Waiting for a new debug BIOS to be built.
When hitting the issue with the the debug BIOS. Partial log.
pcieport 0000:90:05.1: DPC: containment event, status:0x1f01 source:0x0000
pcieport 0000:90:05.1: DPC: unmasked uncorrectable error detected
pcieport 0000:90:05.1: PCIe Bus Error: severity=Uncorrected (Fatal), type=Transaction Layer, (Requester ID)
pcieport 0000:90:05.1: device [1022:1483] error status/mask=00004000/04000000
pcieport 0000:90:05.1: [14] CmpltTO (First)
Waiting for a new debug BIOS to be built.

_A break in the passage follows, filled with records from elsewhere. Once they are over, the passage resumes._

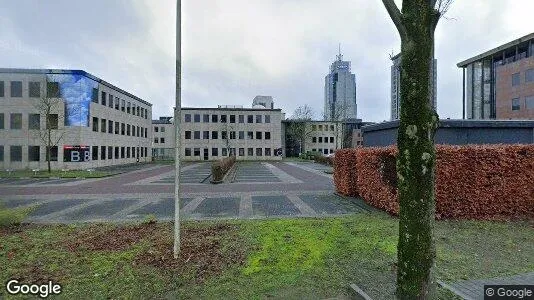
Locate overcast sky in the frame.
[0,0,534,121]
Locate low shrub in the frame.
[211,156,235,182]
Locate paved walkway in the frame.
[0,162,368,223]
[439,272,534,300]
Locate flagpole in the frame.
[174,0,182,258]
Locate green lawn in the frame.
[0,170,119,178]
[0,213,534,299]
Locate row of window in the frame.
[184,148,274,157]
[0,145,148,161]
[185,131,271,140]
[312,136,334,144]
[93,117,148,138]
[512,69,534,86]
[312,125,334,131]
[184,114,271,124]
[512,96,534,110]
[93,89,148,119]
[0,113,58,130]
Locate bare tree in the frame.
[382,0,452,299]
[287,104,314,153]
[34,82,65,173]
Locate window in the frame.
[28,146,41,161]
[512,73,521,86]
[525,96,534,109]
[9,146,22,161]
[93,117,98,132]
[11,81,22,98]
[512,98,521,110]
[46,82,60,98]
[28,81,41,98]
[46,146,58,161]
[525,69,534,82]
[28,114,41,130]
[91,146,98,160]
[100,92,107,105]
[100,146,106,160]
[46,114,59,129]
[10,114,22,129]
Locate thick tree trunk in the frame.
[397,1,438,299]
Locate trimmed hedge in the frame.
[334,145,534,219]
[211,156,235,182]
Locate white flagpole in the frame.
[174,0,182,258]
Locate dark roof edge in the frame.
[457,33,534,68]
[0,68,152,106]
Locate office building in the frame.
[458,33,534,120]
[324,51,357,121]
[391,53,438,121]
[0,69,152,170]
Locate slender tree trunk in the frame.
[397,0,438,299]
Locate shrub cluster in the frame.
[334,145,534,219]
[211,156,235,182]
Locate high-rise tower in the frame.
[324,47,357,121]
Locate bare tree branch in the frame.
[382,0,408,40]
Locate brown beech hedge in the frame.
[334,145,534,219]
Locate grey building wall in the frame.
[362,120,534,147]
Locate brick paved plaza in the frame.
[0,162,368,223]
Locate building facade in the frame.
[152,117,176,160]
[0,69,152,170]
[458,33,534,120]
[391,53,438,121]
[181,106,282,161]
[324,53,357,121]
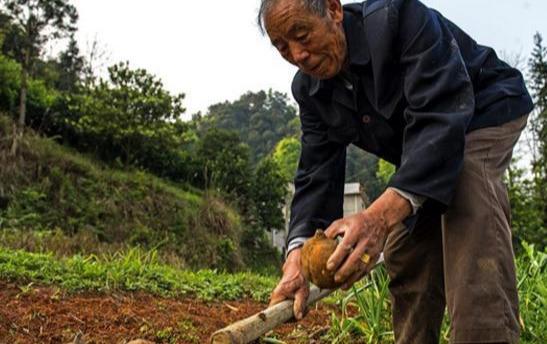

New debug BIOS was built and installed prior to the latest occurrence yesterday. The debug BIOS disables platform handling of errors and passes them to the OS for handling.
@behlendorf a couple of questions:
What are the steps required to reproduce this error?
We've now been able to reproduce this by loading up the system with single compute node lustre (or xfs) workflows and letting flux schedule them to the available compute nodes. For example, #DW jobdw capacity=1TiB type=xfs name=test1
. We've also seen this without the copy_in
directive being specified.
How many different compute nodes has this been seen on?
Both of our BP nodes:
console.hetchy28-20230224.gz:2023-02-23 15:48:26 [96572.596028] pcieport 0000:90:05.1: PCIe Bus Error: severity=Uncorrected (Fata
console.hetchy29-20230223.gz:2023-02-22 15:42:46 [ 9837.313218] pcieport 0000:90:05.1: PCIe Bus Error: severity=Uncorrected (Fata
If more than 1, have the compute nodes been moved at all?
No.
The issue was seen again 3/27
Snip from the log at the point of failure where downstream port containment (DPC) engages:
2023-03-24 14:12:01 [805811.477503] XFS (dm-1): Ending clean mount 2023-03-24 14:12:02 [805812.342919] igb 0000:94:00.0 ens2: PCIe link lost 2023-03-24 14:12:02 [805812.342945] pcieport 0000:90:05.1: DPC: containment event, status:0x1f01 sou 2023-03-24 14:12:02 ^[[23;80Hurce:0x0000 2023-03-24 14:12:02 [805812.353069] pcieport 0000:90:05.1: DPC: unmasked uncorrectable error detecte 2023-03-24 14:12:02 ^[[23;80Hed^H 2023-03-24 14:12:02 [805812.358049] pcieport 0000:90:05.1: PCIe Bus Error: severity=Uncorrected (Fat 2023-03-24 14:12:02 ^[[23;80Htal), type=Transaction Layer, (Requester ID) 2023-03-24 14:12:02 [805812.366555] pcieport 0000:90:05.1: device [1022:1483] error status/mask=00 2023-03-24 14:12:02 ^[[23;80H0004000/04000000 2023-03-24 14:12:02 [805812.371508] pcieport 0000:90:05.1: [14] CmpltTO (First)
Sporadically, the compute node can lock up with nothing in the console logs for the node. It is unresponsive and requires a power cycle.
Need to look into hardware error handling setting in the BIOS to allow error to propagate to the OS rather than be trapped by the platform.